One whose thinking and attitude was often a political compass for me was the Czech playwright, freedom fighter and later President of the Czech Republic, Václav Havel. Havel was imprisoned for many years of his life. Precisely those who lack freedom in such a fundamental way can provide valuable information about the nature of freedom. Havel writes in his essay “Attempt to live in truth”: “Resigning from defending the freedom of others – even if they are far removed from one’s own attitude to life – means also renouncing one’s own freedom.”

Havel’s understanding of freedom is based on the conviction that we humans have the strength, even the desire, to resist what he calls “living in lies”.

Even if the power and oppressive structures of dictatorships differ, how many people tried to “live in the truth” under National Socialism? How many were there that we don’t know about? Which were deliberately forgotten in the post-war period because they were evidence that we humans always have a choice, even under the worst circumstances? How many try today in Belarus, but also in Russia?

Havel speaks of a pre-political space of resistance in dictatorships, which we inevitably only rarely hear about. The people who live in this room are “unsung heroes” – to quote the beautiful title of the permanent exhibition on Stauffenbergstraße, which tells the impressive stories of courageous people who helped Jews.

That’s what we have to do: tell us stories about unsung heroes, no matter how rudimentary the stories, because we hardly have any testimonies.

We not only commemorate these people, we celebrate them

For example, the story of Hedwig Porschütz from Berlin, of whom there are no photos, no letters, and the burial place of the woman who died in 1977 has long since been removed. In 1943 and 1944 she hid four Jews in her tiny attic apartment and provided them with food. Three of her charges survived. She supported the small manufacturer Otto Weidt, who helped persecuted Jews in his workshop. She got fake IDs. She packed food parcels for the Theresienstadt ghetto. And in order to be able to earn her own living and that of her Jewish protégés, she worked as a prostitute on Alexanderplatz.

What an example of an unbreakable compass of humanity. The judgment of a Berlin post-war authority that their help “was not suitable for undermining the Nazi regime” and that their application for recognition as a politically persecuted person should therefore be rejected is not only outrageous, but also fundamentally misunderstands the nature of human resistance.
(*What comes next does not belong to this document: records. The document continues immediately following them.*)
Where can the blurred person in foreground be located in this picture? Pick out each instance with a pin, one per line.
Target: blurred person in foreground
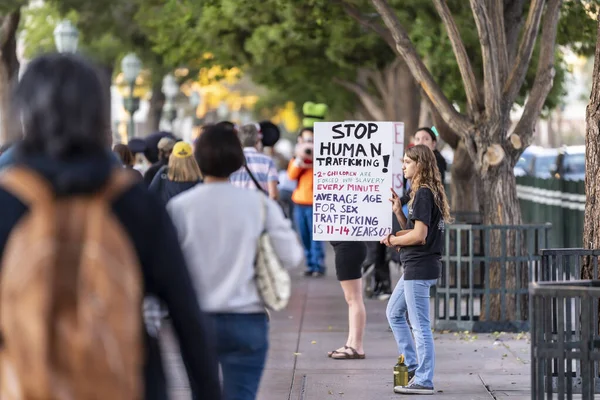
(181, 174)
(259, 165)
(81, 244)
(127, 159)
(165, 147)
(219, 226)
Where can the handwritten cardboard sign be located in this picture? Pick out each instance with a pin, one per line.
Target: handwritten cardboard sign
(352, 180)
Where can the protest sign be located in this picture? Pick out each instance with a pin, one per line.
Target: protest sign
(398, 179)
(352, 180)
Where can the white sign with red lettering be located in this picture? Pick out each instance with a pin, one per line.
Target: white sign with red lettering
(352, 180)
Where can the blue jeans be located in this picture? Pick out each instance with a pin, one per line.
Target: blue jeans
(242, 344)
(413, 296)
(315, 255)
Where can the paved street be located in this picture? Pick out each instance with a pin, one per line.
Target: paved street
(468, 366)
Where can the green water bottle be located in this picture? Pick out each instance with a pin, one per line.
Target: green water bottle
(400, 372)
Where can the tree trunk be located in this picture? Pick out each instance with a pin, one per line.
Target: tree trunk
(464, 194)
(500, 206)
(409, 101)
(591, 226)
(9, 72)
(106, 72)
(463, 188)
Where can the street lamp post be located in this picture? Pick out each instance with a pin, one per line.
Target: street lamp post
(131, 66)
(195, 102)
(171, 89)
(66, 37)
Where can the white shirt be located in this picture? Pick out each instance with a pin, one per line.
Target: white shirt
(218, 227)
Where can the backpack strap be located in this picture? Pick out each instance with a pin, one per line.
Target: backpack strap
(27, 185)
(120, 180)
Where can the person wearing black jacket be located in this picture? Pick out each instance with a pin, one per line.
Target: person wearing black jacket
(60, 102)
(165, 147)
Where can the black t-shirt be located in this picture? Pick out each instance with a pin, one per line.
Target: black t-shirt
(423, 262)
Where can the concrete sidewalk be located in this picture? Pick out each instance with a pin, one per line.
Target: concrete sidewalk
(468, 366)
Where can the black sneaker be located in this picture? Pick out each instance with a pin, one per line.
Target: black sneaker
(413, 388)
(411, 376)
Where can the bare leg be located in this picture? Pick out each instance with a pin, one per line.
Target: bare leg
(357, 315)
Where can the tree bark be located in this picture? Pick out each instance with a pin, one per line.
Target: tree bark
(501, 206)
(485, 134)
(9, 72)
(591, 227)
(464, 189)
(106, 72)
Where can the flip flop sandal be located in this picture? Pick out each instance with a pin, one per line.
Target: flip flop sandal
(332, 352)
(347, 356)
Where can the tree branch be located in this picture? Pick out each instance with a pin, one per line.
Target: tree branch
(517, 74)
(365, 98)
(489, 53)
(497, 12)
(464, 64)
(457, 121)
(447, 134)
(513, 20)
(544, 77)
(355, 13)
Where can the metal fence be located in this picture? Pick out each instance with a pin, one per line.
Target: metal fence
(481, 291)
(557, 201)
(565, 345)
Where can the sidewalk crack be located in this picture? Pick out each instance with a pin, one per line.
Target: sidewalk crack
(487, 388)
(298, 349)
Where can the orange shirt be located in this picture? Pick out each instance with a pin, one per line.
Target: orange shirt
(303, 194)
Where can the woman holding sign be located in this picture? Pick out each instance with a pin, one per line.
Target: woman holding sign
(421, 245)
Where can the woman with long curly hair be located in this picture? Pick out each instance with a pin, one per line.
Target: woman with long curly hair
(421, 244)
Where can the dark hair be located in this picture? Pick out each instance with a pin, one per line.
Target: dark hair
(126, 156)
(60, 104)
(428, 130)
(219, 151)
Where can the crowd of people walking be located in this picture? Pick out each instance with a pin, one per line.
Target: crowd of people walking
(89, 235)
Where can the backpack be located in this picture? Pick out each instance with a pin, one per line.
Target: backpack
(70, 296)
(272, 280)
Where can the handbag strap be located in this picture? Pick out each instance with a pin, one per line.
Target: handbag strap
(263, 213)
(258, 186)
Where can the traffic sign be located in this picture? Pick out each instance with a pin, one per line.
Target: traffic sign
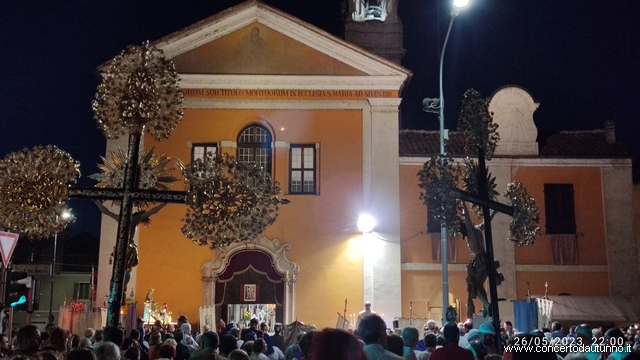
(8, 243)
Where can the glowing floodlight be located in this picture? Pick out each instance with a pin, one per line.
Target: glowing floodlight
(366, 223)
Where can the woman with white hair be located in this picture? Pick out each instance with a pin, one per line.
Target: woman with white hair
(186, 330)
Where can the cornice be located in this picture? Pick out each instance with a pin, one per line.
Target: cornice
(290, 82)
(535, 162)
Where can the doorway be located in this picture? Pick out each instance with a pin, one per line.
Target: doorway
(256, 277)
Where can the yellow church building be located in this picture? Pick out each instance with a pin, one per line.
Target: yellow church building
(321, 115)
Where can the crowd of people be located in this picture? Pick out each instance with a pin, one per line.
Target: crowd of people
(372, 340)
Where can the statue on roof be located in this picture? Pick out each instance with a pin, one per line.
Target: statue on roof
(373, 10)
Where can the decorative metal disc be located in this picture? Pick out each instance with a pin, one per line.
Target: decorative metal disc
(33, 186)
(233, 201)
(140, 88)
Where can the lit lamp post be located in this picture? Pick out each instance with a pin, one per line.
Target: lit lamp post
(366, 223)
(437, 106)
(65, 215)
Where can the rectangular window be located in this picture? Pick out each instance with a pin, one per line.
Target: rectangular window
(559, 209)
(198, 151)
(82, 290)
(302, 177)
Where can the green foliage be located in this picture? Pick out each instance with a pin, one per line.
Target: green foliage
(524, 223)
(475, 122)
(472, 185)
(439, 178)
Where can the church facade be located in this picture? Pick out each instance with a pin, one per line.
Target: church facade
(322, 116)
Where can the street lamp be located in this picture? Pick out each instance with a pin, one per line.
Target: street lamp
(65, 215)
(437, 105)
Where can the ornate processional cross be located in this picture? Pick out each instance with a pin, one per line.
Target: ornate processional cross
(140, 89)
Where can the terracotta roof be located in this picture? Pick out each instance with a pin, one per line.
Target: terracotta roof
(564, 144)
(583, 144)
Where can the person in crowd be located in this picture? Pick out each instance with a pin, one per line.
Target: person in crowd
(450, 349)
(487, 336)
(556, 329)
(98, 337)
(305, 344)
(475, 344)
(81, 353)
(85, 343)
(364, 312)
(430, 342)
(107, 350)
(182, 351)
(267, 338)
(155, 338)
(235, 332)
(584, 336)
(615, 336)
(189, 343)
(186, 333)
(228, 343)
(253, 327)
(464, 338)
(277, 354)
(238, 355)
(132, 353)
(58, 343)
(336, 344)
(277, 339)
(171, 341)
(221, 327)
(166, 351)
(432, 328)
(5, 347)
(259, 350)
(395, 344)
(508, 328)
(205, 328)
(410, 336)
(141, 331)
(113, 334)
(45, 338)
(182, 320)
(535, 354)
(73, 341)
(89, 333)
(373, 331)
(248, 347)
(208, 351)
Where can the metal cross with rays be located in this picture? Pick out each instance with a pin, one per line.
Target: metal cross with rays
(126, 196)
(440, 178)
(139, 89)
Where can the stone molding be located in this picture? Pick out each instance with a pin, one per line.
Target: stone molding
(528, 161)
(291, 82)
(521, 267)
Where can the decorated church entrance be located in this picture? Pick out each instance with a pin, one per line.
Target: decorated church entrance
(246, 281)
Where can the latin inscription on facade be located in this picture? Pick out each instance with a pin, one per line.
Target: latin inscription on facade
(298, 94)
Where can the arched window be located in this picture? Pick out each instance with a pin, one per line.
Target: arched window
(254, 146)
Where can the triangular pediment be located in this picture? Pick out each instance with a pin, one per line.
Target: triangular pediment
(259, 49)
(253, 38)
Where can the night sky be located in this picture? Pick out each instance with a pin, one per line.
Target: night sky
(579, 59)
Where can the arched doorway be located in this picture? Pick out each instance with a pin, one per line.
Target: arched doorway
(254, 276)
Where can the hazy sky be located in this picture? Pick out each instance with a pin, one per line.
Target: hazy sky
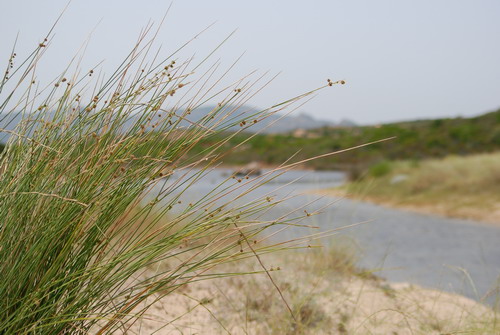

We not only commemorate these people, we celebrate them. The memorial day of July 20th is their holiday! The day of those who have found the strength to take a stand against bondage and violence, no matter how small; of those who have had the courage to listen to their moral compass and have lent a helping hand in a variety of ways. And those who have found the inner strength to shed their ideological blindness – like many officers of July 20th. Because that’s the point: straight because Stauffenberg and other members of the military-conservative resistance initially followed Nazism, their attempt to end the dictatorship is so remarkable. They were Everymen of the Germany of their time. But that doesn’t put her act into perspective, on the contrary: it makes her an encouraging sign that people can free themselves from the ideological aberrations of their time. If they could, why couldn’t others?

We mark this day in special times, when freedom, democracy and human rights are under attack from so many sides and when people risk everything, to defend freedom and democracy. Sometimes you only have a choice when you make a decision. That takes courage. We remember that. He obliges us.

This speech was written by the Federal Minister of Economics and Vice Chancellor Robert Habeck on the commemoration day of the Federal Government and the Foundation July 20, 1944 for the resistance against the National Socialist tyranny. Because of a corona disease Habecks she was from State Secretary Anja Hajduk at the Plötzensee Memorial.